After days of heavy rain in France, the Seine breached its banks, flooding the heart of Paris. It's a reminder the city's not ready for catastrophe.
Paris — they call it the "Ville Lumière" — a city of lights.
But this week, the French capital looks more like a city of water. On Tuesday, during Paris's annual spring fashion show, the river Seine started overspilling its banks and gushing into neighboring streets as a result of weeks of rain.
Paris isn't the only place in the flood zone: at least 15 French departments (the rough equivalent of counties in the US) across the north and east of the country are on alert for more flooding, the Associated Press reports, even as a break from heavy rain is in the forecast.
The flood levels in Paris are expected to continue to rise until Saturday. Rainfall totals have been double the normal amount this winter in the city, and the Louvre museum, which sits beside the river, has closed the lower level of the department of Islamic Art to the public until at least Saturday.
It's a reminder that a catastrophic flood hit the city a century ago, drowning homes for months on end, and setting off a rash of cases of typhoid and scarlet fever. Some think the town is disastrously underprepared for another flood like that one.
Take a look at this week's flooding.
The flooding, which extended to this man's home in Villeneuve-Saint-Georges, just outside Paris, comes after months of historically heavy rains.
French newspaper Le Monde says it’s Paris’s second wettest winter on record since 1900.
From December 1, 2017 to January 21, 2018 the city weathered more than 7 inches of rain. That's double what Parisians get in a typical year.
The high waters made work treacherous for this Paris fire-brigade diver checking the mooring-ropes of a peniche boat.
You can see how much higher the river is than it was in August of 2016:
And the Seine isn't expected to crest until Saturday.
People living in houseboats had no way to get to the shore this week.
Fortunately, this man found a rather unconventional method for delivering supplies to a stranded friend.
Flood watchers at the Paris-based Organization for Economic Co-operation and Development (OECD) estimate the river’s rising an inch every hour.
Source: OECD
Paris fire-brigade divers have been patrolling the flooded river.
The city's last big flood, in 2016, killed two people.
Source: The Guardian
It created about $1.24 billion worth of damage.
Source: OECD
But this year could be worse. Water levels in the city this weekend could reach 10 centimeters higher than they were in 2016.
Source: Le Figaro
The city's recent inundations haven't yet topped the catastrophic flooding of 1910.

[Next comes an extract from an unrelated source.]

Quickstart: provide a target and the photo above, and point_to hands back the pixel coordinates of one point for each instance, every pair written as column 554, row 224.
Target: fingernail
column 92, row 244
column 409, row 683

Parisians call it "la grand crue," the great flood, when more than 14,000 buildings in the city were underwater for two months. Those water levels were more than 6 feet higher than what's predicted for this weekend.
Many say despite recent improvements, the city isn't ready for another big "hundred year" flood like the one in 1910.
Since 2014, the city has taken several steps to prepare for more big floods.
But the OECD says more needs to be done to prevent the city's rails, water production plants, and parts of the electric grid from future floods.
Officials say that in order be ready, they'll need to "reconquer" the Paris flood plains, and get more vegetation into the concrete-packed city.
"Flooding is a natural phenomenon; it becomes a catastrophe because we humans have put ourselves and our infrastructures in the wrong place,” Sebastien Maire, Paris’s chief resilience officer told the Guardian after the 2016 floods.
Colombe Brossel, a deputy mayor of Paris, told The Washington Post that the city's expecting flooding to become more common as climate change continues warming the planet and triggering extreme climate events, like droughts, wildfires and flooding.
A new report from the OECD out just days ago warns the city needs to spend more to prepare for big floods on the horizon.
Those plans could include building out a fake lake and marshlands upstream from Paris that would be able to take in 55 million cubic metres of water. The plan costs an estimated $744.9 million dollars.